One of the easiest ways for parents to cope with empty nest syndrome is to keep in contact with their children. Technological developments such as cell phones, instant messaging/social media all allow for increased communication between parents and their children.
Parents going through empty nest syndrome can ease their stress by pursuing their own hobbies and interests in their increased spare time. Discussing their grief with each other, friends, families, or professionals may help them. Experts have advised that overwhelmed parents keep a journal, or go back to work if they were full-time parents.

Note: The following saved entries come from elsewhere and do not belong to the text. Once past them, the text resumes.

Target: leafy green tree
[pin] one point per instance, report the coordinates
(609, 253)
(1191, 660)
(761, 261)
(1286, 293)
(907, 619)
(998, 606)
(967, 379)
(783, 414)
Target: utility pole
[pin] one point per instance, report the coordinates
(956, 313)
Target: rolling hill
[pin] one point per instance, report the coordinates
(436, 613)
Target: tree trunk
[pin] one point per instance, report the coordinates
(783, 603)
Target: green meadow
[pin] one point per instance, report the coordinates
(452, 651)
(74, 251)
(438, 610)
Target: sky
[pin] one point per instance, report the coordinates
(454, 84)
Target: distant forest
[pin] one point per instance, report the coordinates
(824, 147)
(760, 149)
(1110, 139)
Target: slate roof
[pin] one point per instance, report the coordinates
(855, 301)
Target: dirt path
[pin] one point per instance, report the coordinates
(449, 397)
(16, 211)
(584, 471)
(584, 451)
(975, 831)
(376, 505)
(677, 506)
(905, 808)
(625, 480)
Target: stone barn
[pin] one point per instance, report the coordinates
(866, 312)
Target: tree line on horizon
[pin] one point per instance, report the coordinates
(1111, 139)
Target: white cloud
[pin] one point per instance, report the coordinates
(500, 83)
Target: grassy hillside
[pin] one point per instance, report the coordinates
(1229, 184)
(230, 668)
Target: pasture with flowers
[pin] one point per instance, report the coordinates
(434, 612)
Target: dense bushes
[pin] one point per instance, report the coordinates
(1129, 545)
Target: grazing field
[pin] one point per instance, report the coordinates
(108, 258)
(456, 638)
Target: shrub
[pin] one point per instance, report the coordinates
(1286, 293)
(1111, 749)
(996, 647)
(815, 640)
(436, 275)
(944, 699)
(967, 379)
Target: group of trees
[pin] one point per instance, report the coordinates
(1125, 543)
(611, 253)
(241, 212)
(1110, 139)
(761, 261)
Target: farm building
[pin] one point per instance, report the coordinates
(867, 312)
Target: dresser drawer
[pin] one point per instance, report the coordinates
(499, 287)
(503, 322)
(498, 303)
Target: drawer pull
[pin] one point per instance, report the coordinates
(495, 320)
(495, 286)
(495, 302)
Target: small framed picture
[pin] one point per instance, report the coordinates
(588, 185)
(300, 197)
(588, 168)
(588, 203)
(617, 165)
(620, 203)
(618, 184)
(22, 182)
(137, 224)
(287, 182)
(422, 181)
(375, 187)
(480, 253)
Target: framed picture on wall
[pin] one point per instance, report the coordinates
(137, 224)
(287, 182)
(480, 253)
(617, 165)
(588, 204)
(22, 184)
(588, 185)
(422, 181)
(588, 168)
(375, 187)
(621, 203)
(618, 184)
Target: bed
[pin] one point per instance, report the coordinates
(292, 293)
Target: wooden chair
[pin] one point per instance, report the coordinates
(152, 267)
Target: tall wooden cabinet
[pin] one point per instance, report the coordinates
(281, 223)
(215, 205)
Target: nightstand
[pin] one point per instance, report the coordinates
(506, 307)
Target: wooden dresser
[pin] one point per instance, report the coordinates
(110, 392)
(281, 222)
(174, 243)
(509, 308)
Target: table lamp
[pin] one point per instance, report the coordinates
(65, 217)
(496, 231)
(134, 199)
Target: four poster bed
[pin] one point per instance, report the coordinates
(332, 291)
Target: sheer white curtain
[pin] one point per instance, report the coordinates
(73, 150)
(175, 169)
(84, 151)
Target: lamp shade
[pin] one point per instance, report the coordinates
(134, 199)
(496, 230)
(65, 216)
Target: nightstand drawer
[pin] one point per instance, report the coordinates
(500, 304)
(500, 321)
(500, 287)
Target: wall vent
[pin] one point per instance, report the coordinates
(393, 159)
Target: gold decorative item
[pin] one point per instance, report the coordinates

A growing body of research on marriage has shown that the presence of children decreases overall marriage satisfaction and happiness. Children often bring about financial stress to a couple, impose time constraints, and create an abundance of household duties, especially for women. On average, couples with children can only spend about one-third the time alone together than they did before having children. Thus empty nest parents can rekindle their own relationship by spending more time together. Without their children to be their primary focus during the day, many such couples express that their quality of time spent together improves.
Or they can ignore everything, take out a second mortgage, live in denial, refuse change of normal life stages and selfishly choose child adoption to ruin yet another human being.